Questa analisi riguarda l’articolo 27 del disegno di legge 1236 sulla regolamentazione delle rivolte dei migranti nei Centri di permanenza per i rimpatri. All’inizio delle conclusioni di tale trattato si indica che la fattispecie di reato che si vuole introdurre sembra avere come obiettivo quello di raccogliere ulteriore consenso a livello politico criminalizzando la marginalità, anziché garantire sicurezza nei Cpr.
A destare perplessità, secondo Md, anche il fatto che le disposizioni siano equiparabili a quelle che si applicano in carcere, ma i migranti nei Cpr non sono oggetto di misura cautelare né stanno scontando una pena.

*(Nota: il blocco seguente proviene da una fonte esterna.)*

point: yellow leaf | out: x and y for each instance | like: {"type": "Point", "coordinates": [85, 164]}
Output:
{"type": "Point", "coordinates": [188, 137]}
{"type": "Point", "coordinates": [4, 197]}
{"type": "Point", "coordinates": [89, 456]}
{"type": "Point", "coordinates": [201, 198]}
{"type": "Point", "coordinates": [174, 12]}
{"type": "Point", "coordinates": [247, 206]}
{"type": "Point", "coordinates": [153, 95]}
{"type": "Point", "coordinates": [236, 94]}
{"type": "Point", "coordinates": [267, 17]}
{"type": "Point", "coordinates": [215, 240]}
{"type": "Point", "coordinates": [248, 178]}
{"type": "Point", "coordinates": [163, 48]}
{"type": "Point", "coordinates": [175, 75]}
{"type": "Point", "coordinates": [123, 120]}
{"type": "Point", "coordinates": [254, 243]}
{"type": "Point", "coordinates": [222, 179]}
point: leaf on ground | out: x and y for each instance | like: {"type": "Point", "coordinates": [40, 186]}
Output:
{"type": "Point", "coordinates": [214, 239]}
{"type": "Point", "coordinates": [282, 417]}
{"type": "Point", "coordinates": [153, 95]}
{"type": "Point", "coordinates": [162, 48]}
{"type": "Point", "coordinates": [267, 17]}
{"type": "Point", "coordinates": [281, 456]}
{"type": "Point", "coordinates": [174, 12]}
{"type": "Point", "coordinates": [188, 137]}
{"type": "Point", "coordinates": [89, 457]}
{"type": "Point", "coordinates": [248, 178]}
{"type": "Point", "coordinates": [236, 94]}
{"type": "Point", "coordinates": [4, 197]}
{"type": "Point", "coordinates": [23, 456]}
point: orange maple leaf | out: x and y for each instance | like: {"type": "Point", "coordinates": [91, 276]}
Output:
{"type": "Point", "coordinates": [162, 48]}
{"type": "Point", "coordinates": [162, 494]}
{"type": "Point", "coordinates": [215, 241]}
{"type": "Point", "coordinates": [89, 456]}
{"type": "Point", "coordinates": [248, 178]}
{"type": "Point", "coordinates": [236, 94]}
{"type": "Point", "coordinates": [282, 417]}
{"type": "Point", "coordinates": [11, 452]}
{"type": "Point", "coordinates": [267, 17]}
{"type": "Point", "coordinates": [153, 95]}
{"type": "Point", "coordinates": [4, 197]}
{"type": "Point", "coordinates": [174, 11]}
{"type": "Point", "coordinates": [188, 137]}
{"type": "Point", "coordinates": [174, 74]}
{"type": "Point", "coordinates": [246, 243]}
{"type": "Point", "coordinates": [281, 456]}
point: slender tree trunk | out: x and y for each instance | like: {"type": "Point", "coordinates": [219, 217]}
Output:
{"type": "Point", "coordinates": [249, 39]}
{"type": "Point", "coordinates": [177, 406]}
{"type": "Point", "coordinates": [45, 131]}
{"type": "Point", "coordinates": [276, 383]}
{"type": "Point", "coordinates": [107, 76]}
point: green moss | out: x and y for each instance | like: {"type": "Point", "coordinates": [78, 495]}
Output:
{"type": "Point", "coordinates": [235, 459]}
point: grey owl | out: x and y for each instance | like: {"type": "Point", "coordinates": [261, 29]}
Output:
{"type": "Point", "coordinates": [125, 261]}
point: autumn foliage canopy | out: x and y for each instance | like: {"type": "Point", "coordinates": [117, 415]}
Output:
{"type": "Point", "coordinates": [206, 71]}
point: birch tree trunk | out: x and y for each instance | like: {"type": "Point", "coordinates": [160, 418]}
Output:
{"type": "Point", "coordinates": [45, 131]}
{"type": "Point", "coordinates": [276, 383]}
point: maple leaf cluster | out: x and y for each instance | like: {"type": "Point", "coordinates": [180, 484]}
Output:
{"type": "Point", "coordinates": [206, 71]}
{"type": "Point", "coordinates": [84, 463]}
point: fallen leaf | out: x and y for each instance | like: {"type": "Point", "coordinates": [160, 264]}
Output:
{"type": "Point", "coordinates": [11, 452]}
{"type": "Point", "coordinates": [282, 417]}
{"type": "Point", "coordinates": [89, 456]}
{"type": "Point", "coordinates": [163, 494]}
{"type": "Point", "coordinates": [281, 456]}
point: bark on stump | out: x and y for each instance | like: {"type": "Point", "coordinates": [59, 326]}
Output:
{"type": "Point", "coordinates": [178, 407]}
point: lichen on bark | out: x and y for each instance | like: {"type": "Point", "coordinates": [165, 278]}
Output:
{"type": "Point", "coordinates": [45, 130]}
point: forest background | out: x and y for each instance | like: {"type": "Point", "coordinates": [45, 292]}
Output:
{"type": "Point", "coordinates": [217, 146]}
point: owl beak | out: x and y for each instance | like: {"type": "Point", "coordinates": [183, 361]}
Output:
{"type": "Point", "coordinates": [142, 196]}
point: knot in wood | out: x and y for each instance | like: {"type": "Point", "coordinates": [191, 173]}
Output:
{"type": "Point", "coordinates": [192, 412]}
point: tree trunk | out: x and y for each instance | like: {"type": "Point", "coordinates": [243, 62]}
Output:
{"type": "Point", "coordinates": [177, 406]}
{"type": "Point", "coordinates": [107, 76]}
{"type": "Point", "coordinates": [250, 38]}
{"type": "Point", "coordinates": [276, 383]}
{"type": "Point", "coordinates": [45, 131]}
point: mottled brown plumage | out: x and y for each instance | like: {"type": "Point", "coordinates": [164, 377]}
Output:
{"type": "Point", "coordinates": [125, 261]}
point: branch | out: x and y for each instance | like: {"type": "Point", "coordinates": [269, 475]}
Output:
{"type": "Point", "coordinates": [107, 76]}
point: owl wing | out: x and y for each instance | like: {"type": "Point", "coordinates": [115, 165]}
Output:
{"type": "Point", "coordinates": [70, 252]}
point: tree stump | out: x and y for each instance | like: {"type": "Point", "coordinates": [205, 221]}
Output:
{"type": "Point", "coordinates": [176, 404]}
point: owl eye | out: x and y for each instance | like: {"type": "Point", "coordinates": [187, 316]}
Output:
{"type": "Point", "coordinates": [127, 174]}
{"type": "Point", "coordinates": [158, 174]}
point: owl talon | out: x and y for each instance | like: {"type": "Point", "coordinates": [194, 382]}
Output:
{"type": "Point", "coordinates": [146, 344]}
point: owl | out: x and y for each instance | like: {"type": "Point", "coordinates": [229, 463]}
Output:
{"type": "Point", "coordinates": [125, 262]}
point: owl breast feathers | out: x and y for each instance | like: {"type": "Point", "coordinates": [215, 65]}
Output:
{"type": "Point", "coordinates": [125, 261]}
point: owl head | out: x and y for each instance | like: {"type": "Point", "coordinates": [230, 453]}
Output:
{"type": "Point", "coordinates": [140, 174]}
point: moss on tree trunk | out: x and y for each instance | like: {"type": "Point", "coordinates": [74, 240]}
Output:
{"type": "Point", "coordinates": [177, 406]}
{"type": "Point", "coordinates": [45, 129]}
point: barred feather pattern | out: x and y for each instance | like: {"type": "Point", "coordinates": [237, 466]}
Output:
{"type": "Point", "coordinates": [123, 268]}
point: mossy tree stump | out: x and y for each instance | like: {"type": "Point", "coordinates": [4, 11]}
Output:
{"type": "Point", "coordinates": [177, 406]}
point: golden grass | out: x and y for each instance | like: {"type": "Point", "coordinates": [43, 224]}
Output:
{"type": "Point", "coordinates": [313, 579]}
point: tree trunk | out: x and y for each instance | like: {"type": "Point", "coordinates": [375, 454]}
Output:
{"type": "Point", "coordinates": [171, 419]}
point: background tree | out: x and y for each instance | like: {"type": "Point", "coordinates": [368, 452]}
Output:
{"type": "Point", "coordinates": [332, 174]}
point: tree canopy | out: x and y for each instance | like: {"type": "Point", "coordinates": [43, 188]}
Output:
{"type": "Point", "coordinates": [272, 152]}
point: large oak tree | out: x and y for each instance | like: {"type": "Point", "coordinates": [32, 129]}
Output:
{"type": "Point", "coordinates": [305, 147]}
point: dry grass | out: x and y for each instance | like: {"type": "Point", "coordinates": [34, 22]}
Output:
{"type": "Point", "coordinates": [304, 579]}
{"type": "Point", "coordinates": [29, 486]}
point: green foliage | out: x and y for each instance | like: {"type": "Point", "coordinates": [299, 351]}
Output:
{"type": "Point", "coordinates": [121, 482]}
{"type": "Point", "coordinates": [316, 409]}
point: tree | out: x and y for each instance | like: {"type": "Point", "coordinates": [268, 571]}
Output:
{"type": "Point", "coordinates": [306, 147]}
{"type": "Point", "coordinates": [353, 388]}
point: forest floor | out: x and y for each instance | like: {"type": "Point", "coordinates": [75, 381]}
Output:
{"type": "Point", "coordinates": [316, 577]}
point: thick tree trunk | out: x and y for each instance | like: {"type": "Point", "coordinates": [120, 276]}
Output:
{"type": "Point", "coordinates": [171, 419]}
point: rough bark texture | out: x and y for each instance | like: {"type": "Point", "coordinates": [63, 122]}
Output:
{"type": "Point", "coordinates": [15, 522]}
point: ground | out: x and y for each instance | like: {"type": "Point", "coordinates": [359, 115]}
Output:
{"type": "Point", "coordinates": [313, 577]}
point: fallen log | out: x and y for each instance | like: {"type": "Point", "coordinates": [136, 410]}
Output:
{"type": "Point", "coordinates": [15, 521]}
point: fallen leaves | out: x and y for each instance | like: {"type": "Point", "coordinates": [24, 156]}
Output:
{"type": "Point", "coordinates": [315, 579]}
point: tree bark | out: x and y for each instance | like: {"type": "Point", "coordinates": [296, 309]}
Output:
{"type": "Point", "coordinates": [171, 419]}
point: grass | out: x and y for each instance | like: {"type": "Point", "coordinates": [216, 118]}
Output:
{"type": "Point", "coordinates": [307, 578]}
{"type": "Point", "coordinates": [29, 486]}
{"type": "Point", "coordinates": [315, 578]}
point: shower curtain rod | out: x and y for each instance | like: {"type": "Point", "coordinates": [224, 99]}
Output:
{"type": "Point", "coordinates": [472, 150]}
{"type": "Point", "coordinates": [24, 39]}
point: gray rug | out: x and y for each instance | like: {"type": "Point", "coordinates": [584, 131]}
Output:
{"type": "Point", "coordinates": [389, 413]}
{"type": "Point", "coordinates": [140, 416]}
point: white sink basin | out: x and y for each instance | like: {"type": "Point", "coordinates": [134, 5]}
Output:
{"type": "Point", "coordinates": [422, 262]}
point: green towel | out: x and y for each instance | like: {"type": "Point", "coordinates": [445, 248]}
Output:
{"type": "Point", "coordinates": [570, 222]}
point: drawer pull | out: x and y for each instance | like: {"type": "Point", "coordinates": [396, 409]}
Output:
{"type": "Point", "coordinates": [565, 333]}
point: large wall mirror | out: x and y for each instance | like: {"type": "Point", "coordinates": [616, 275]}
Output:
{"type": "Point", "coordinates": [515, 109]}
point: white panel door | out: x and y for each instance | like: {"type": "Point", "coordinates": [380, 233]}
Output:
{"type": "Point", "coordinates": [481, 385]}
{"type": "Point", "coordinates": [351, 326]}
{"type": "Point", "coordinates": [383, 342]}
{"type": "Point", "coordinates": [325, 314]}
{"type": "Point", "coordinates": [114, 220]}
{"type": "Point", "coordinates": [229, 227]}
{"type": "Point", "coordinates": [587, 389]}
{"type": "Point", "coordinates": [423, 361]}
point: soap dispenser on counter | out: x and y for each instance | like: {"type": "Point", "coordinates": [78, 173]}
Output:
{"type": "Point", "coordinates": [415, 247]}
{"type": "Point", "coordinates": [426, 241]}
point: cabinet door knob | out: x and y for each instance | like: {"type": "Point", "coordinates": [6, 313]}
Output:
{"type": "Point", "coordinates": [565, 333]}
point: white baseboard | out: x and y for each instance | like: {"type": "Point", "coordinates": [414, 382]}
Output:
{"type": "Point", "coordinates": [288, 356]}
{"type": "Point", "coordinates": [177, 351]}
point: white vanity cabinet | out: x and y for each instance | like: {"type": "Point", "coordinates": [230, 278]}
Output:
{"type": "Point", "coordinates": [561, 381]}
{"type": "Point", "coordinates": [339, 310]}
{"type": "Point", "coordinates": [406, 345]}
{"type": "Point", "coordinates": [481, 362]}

“MIGRANTI SILENZIATI E DIRITTI NEGATI”
Per Marilù Porchia questa norme apre la strada alla punizione del dissenso dei migranti, che invece avrebbero diritto a ribellarsi, soprattutto in caso di respingimento. Per quanto riguarda l’uso della forza da parte delle forze dell’ordine nei Cpr, il disegno di legge sembra quasi autorizzarle, così come sembra che si voglia auspicare “un coinvolgimento del migrante che non delinque in una rivolta per farlo entrare nel circuito penale“. Ma per Md la resistenza dei migranti “è fisiologica all’esecuzione del rimpatrio“.
Secondo le toghe rosse si nega “il diritto alla resistenza passiva” e lo si trasforma in un reato. La rivista di Magistratura democratica segnala che si rischia di produrre il risultato opposto a quello che si stabilisce di voler ottenere con la norma, cioè innalzare la tensione nei Cpr, a danno dei migranti e di chi deve occuparsi della loro incolumità.
Il governo, per Porchia, conferisce più poteri e prerogative ai gestori dei centri e rende un crimine il tentativo dei migranti di rivendicare i loro diritti, negati da quei stessi gestori. Ciò vuol dire arrivare a mettere a tacere i migranti.
La norma viene bocciata perché anziché focalizzarsi su una condotta, punta dritto al reo, inoltre viene giudicata poco attenta ai principi costituzionali, in base ai quali il dissenso pacifico è possibile. Infine, si ritiene che trasforma una disobbedienza non violenta un crimine.